Vejamos alguns dos novos entrantes na política brasileira. A funkeira original 
(por ser oriunda de comunidade de favela) e recém convertida ao 
neopentecostalismo Tati Quebra Barraco vai concorrer à deputada federal pelo 
Partido Trabalhista Cristão (PTC), mesma legenda de Clodovil Hernandes, um dos 
campeões de voto na passada legislatura no colégio eleitoral de São Paulo. Já a 
dançarina Renata Frisson, cuja personagem artística é conhecida como a Mulher 
Melão, tem grandes chances de se lançar para a Assembléia Legislativa do Rio de 
Janeiro (Alerj) pelo Partido Humanista da Solidariedade (PHS). Os oriundos de 
reality shows também estarão representados. O vencedor da primeira edição do 
Big Brother Brasil 01, o animador Kleber Bambam, hoje líder da “banda” composta 
por ele, e as personagens Múmia e Cleópatra, irá concorrer para uma vaga na 
Assembléia de São Paulo pelo mesmo PTB de Frank Aguiar, deputado federal eleito 
e
 vice-prefeito de São Bernardo do Campo. Nem mesmo a nova esquerda reformista 
surgida após uma defecção republicana resistiu à adesão da cultura das 
celebridades. Jean Wyllys, vencedor do BBB 05, jornalista e professor 
universitário, concorrerá pelo PSOL baiano por uma vaga na mui nobre e ilibada 
Câmara de Deputados. Como se nota, a exposição midiática prévia, não importando 
de que teor é fator de capital político na corrida eleitoral. 

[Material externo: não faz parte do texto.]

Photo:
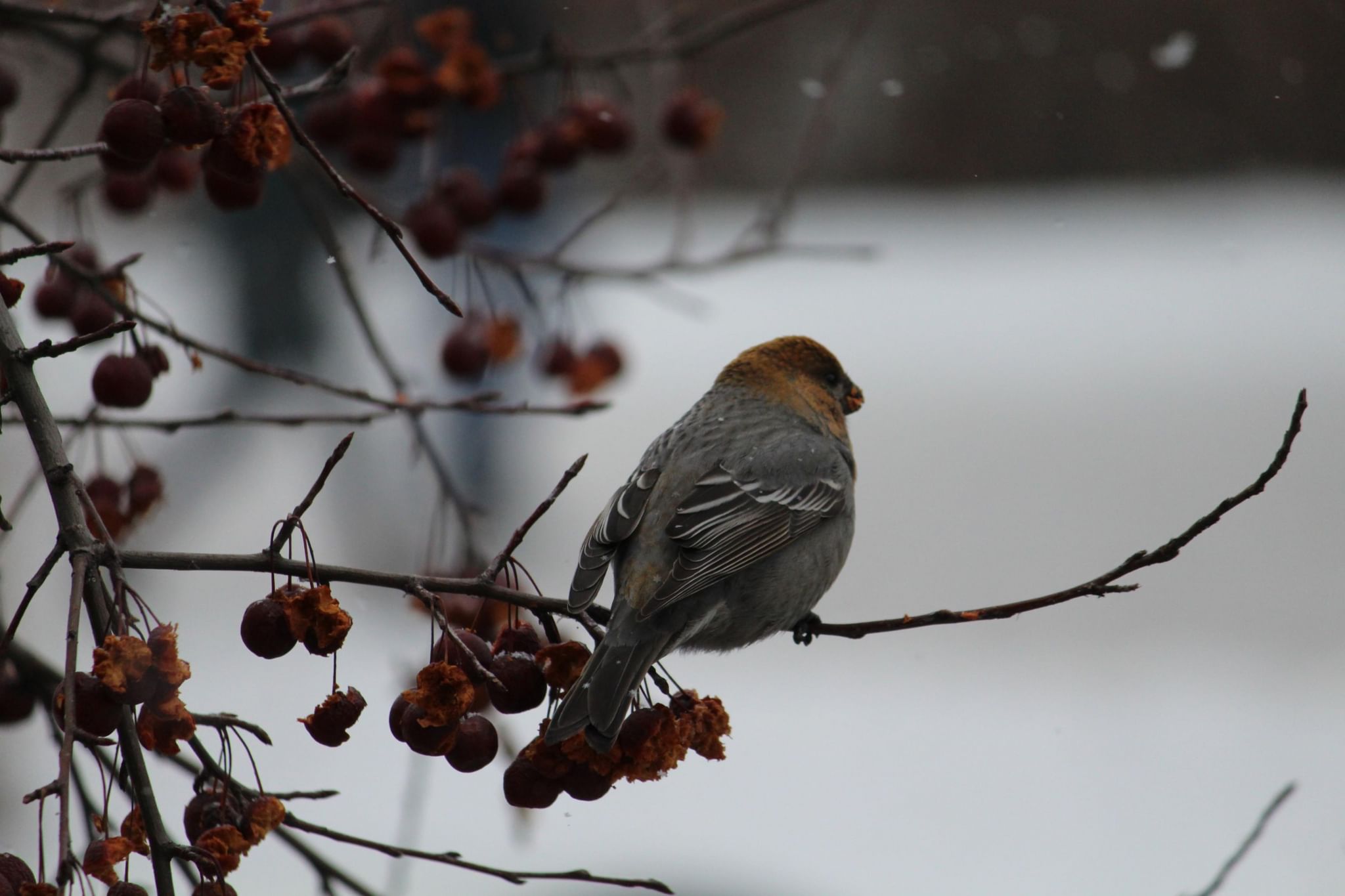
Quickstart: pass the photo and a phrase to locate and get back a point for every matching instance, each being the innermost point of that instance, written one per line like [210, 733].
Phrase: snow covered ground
[1056, 378]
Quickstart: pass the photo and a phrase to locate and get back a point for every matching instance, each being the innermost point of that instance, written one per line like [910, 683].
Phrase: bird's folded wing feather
[728, 523]
[613, 526]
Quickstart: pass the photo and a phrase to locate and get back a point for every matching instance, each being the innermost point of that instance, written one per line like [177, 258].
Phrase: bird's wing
[731, 522]
[613, 526]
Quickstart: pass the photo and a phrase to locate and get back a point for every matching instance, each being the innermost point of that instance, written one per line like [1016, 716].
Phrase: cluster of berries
[123, 504]
[129, 671]
[651, 743]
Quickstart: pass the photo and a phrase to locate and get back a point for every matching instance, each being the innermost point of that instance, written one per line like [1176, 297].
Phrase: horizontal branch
[30, 251]
[54, 154]
[1098, 586]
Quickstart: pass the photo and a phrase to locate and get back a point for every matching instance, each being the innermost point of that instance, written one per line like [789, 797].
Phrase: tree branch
[1098, 586]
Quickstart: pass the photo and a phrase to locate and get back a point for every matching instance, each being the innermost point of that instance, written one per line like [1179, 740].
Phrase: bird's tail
[599, 702]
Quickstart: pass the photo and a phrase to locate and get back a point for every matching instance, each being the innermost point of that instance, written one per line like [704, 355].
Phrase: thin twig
[34, 585]
[30, 251]
[1251, 839]
[1098, 586]
[54, 154]
[292, 521]
[521, 532]
[46, 349]
[343, 186]
[225, 720]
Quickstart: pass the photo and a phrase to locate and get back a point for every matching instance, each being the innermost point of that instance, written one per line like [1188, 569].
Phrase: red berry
[585, 785]
[464, 354]
[190, 116]
[435, 227]
[428, 740]
[563, 141]
[54, 299]
[328, 39]
[96, 712]
[91, 313]
[523, 684]
[518, 639]
[464, 191]
[123, 381]
[265, 629]
[177, 171]
[527, 788]
[477, 744]
[9, 95]
[16, 700]
[15, 872]
[282, 51]
[128, 192]
[137, 88]
[133, 131]
[556, 358]
[607, 129]
[395, 716]
[690, 120]
[11, 291]
[521, 187]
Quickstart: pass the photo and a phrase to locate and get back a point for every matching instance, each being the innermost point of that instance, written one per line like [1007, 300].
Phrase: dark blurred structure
[974, 91]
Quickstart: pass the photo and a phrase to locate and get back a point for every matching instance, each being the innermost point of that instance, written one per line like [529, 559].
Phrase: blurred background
[1080, 257]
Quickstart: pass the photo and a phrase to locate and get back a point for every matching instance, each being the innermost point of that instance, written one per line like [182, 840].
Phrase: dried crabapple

Justiça seja feita, se tomamos como parâmetro o comportamento de cardeais e do 
baixo clero de ambas as casas do Congresso, dificilmente esses novos 
personagens irão agregar alguma nova prática condenável. A crítica aqui não é 
de teor elitista, mesmo que reconheça o despreparo da maioria destes indivíduos 
para sequer compreender a babel legal de uma república com no mínimo quatro 
poderes. Tampouco se trata de novidade. Este fenômeno “pitoresco” é um clássico 
da política, quando a renovação assegura a perpetuação das práticas anteriores. 
O problema maior que noto é o desrespeito das executivas estaduais para com a 
militância. Ainda que famosas, as chamadas “personalidades” não fazem 
propaganda partidária e menos ainda realizam trabalho de formiga em anos não 
eleitorais. Empurradas goela abaixo por caciques profissionais aconselhados por 
marqueteiros, são mais legítimas em um programa de auditório do que nas bases
 partidárias.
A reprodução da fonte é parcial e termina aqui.